Fondamenti di Informatica

Elementi di Architettura: Memorie, Unità di ingresso e uscita

Sommario

  • Memorie
    • Memoria RAM
    • Memorie ROM
    • Memoria cache
    • Gerarchia di memorie
  • Periferiche
    • Collegamento
    • Interfaccia
    • Meccanismi di sincronizzazione

Le Memorie

Caratteristiche

  • Volatilità/Persistenza
  • Velocità
  • Capacità
  • Costo (per bit): rapporto tra il costo del dispositivo e la sua capacità
  • Modalità di accesso
    • Diretta (o casuale): il tempo di accesso è indipendente dalla posizione
    • Sequenziale: il tempo di accesso dipende dalla posizione
    • Mista: combinazione dei due casi precedenti

Funzionalità

  • Supporto alla CPU
  • Archivio (memorie di massa)

La memoria centrale (RAM)

Funzionalità

  • Supporto alla CPU:

Durante l’esecuzione di un programma, il programma stesso ed i dati su cui opera sono “registrati” nella memoria principale del calcolatore

Tecnologia

  • Circuiti integrati su semiconduttore

Caratteristiche

  • Volatile
  • Modalità di accesso: casuale
  • Velocità

La memoria centrale (RAM)

Velocità

  • Parametri per la valutazione
    • Tempo di accesso = tempo intercorrente tra l’istante in cui ha inizio una operazione di accesso alla memoria (lettura o scrittura) e l’istante in cui viene completata
    • Tempo di ciclo = tempo minimo intercorrente tra due consecutive operazioni di accesso alla memoria

Modalità di accesso

  • RAM = Random Access Memory

Ciò implica che il tempo di accesso NON dipende dall’indirizzo specificato o dalla posizione dei dati

La memoria centrale (RAM)

Spazio di indirizzamento

  • La dimensione massima della memoria utilizzabile in un calcolatore dipende dal numero di bit del MAR. Ad esempio un registro di 16 bit consente di indirizzare 216 locazioni di memoria, cioè 64K.

Locazioni di memoria

  • La memoria centrale è in genere realizzata in modo che sia possibile mediante un unico accesso leggere o scrivere dati in blocchi lunghi quanto una parola (word). La lunghezza della parola è di n bit, se n è il numero di bit del MDR

La memoria centrale (RAM)

“Rappresentazione”

  • Possiamo rappresentare la memoria centrale con un vettore i cui elementi sono le locazioni (parole) di memoria. La posizione di ciascuna locazione nel vettore è data specificando il suo indirizzo.
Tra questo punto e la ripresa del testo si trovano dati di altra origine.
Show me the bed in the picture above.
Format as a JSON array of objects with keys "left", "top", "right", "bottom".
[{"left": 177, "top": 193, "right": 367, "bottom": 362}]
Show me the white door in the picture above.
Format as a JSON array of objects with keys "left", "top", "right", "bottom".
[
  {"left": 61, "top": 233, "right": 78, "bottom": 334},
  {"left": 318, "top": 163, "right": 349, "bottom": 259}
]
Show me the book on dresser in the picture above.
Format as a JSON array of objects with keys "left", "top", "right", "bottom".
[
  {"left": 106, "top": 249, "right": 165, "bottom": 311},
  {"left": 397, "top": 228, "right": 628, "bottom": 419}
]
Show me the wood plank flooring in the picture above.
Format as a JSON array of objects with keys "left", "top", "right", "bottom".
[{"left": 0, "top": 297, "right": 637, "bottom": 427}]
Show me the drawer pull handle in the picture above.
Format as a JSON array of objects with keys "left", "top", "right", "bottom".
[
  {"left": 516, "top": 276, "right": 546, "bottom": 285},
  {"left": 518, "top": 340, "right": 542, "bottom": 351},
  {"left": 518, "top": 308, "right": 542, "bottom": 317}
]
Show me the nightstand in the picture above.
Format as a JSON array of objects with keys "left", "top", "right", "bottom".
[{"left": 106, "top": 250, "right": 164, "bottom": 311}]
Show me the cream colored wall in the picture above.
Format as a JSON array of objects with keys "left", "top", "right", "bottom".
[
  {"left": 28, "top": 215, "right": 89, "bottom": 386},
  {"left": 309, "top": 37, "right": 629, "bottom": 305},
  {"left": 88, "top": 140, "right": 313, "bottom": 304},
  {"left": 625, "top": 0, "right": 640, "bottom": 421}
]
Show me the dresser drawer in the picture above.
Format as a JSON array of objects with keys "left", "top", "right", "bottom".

Abbiamo già implicitamente utilizzato questa rappresentazione nelle precedenti lezioni.

La memoria centrale (RAM)

La memoria centrale (RAM)


La memoria ROM

Bootstrap

  • In fase di bootstrap viene eseguito un programma allo scopo di effettuare un test diagnostico del sistema, di localizzare e caricare in memoria RAM il sistema operativo (o una sua parte) e di fornire all’utente una interfaccia con le periferiche e l’hardware.

Memoria ROM

  • Tale programma –noto con il nome di BIOS (Basic Input Output System) nei sistemi IBM o IBM compatibili- deve essere permanentemente memorizzato all’interno del calcolatore! Esso viene scritto su una piccola memoria permanente che nei primi Personal Computer non era aggiornabile (ROM: Read Only Memory)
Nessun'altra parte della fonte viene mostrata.